February 29, 2024
SET CONSTRAINTS — set constraint check timing for the current transaction
SET CONSTRAINTS sets the behavior of constraint checking within the current
transaction. IMMEDIATE constraints are checked at the end of each statement.
DEFERRED constraints are not checked until transaction commit. Each
constraint has its own IMMEDIATE or DEFERRED mode.
Upon creation, a constraint is given one of three characteristics: DEFERRABLE
INITIALLY DEFERRED, DEFERRABLE INITIALLY IMMEDIATE, or NOT DEFERRABLE. The
third class is always IMMEDIATE and is not affected by the SET CONSTRAINTS
command. The first two classes start every transaction in the indicated mode,
but their behavior can be changed within a transaction by SET CONSTRAINTS.
Note: NOT DEFERRABLE means we can't change the deferrability of the constraint inside a particular transaction.

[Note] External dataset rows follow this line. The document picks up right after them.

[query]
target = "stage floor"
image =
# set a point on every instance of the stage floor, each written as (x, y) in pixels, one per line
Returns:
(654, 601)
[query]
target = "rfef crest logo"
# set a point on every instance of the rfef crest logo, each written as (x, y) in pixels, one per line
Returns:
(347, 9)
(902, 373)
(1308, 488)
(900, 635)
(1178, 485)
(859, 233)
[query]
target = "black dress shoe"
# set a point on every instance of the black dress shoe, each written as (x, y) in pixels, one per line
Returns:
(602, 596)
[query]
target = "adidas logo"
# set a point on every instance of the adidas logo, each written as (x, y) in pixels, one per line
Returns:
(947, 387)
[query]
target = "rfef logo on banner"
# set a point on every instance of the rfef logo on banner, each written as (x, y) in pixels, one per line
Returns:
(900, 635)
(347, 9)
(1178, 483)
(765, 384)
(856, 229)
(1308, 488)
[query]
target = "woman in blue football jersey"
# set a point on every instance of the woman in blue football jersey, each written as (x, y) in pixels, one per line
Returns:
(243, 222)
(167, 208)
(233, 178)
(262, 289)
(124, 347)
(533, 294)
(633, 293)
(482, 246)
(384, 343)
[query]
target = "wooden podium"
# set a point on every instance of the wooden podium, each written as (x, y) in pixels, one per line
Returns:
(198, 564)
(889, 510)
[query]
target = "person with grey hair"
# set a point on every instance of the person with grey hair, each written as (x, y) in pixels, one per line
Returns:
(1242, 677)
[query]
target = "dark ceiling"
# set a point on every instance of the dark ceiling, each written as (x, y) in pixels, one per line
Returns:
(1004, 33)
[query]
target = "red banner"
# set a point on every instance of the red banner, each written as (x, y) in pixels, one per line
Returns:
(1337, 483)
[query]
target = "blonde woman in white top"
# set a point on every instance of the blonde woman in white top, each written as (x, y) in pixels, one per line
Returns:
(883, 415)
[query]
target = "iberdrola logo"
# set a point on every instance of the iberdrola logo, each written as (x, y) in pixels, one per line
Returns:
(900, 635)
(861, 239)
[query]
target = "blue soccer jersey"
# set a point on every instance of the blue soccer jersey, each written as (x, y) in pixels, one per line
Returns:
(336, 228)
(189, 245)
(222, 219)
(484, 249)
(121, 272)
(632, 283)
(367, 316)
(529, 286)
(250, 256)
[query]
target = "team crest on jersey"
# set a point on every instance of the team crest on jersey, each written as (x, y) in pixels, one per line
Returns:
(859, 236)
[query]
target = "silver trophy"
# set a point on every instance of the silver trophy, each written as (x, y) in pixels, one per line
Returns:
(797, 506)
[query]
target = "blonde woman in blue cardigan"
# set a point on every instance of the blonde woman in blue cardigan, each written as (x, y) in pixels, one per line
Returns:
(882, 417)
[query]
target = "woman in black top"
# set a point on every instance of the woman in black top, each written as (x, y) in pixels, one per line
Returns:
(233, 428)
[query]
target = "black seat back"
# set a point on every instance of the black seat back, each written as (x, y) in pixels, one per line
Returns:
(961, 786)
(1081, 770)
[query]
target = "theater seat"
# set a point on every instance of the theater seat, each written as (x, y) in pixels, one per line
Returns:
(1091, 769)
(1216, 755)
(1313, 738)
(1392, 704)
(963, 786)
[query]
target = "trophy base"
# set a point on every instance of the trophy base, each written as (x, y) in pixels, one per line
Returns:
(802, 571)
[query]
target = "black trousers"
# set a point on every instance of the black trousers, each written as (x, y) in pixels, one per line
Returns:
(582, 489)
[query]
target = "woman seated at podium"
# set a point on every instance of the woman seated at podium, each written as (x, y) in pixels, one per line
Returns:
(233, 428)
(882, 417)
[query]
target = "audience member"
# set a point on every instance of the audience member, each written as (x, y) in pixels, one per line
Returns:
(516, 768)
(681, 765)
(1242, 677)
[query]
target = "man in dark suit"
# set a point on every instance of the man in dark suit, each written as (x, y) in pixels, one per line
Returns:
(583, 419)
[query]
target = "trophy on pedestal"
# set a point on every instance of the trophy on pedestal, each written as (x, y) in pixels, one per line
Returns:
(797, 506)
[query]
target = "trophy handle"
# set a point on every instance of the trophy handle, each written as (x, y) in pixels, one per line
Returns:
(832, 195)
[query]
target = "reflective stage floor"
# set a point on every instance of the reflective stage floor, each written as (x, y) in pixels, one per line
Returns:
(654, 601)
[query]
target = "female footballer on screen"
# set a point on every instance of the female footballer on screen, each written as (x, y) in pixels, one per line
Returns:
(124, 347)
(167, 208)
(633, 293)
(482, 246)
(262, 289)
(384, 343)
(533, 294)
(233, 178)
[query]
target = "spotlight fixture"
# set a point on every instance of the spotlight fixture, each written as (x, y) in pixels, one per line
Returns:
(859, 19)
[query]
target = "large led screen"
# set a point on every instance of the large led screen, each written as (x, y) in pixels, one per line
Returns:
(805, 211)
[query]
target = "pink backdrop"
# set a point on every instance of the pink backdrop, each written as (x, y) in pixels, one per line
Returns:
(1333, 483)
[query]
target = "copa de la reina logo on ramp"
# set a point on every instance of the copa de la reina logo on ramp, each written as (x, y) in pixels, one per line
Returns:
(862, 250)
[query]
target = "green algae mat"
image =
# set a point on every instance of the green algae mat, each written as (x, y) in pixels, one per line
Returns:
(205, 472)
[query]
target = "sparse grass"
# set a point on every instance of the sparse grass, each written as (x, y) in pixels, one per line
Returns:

Note: Constraints are NOT DEFERRABLE INITIALLY IMMEDIATE by default in PostgreSQL
When SET CONSTRAINTS changes the mode of a constraint from DEFERRED to
IMMEDIATE, the new mode takes effect retroactively: any outstanding data
modifications that would have been checked at the end of the transaction are
instead checked during the execution of the SET CONSTRAINTS command. If any
such constraint is violated, the SET CONSTRAINTS fails (and does not change
the constraint mode). Thus, SET CONSTRAINTS can be used to force checking of
constraints to occur at a specific point in a transaction.
Currently, only UNIQUE, PRIMARY KEY, REFERENCES (foreign key), and EXCLUDE
constraints are affected by this setting. NOT NULL and CHECK constraints are
always checked immediately when a row is inserted or modified (not at the end
of the statement). Uniqueness and exclusion constraints that have not been
declared DEFERRABLE are also checked immediately.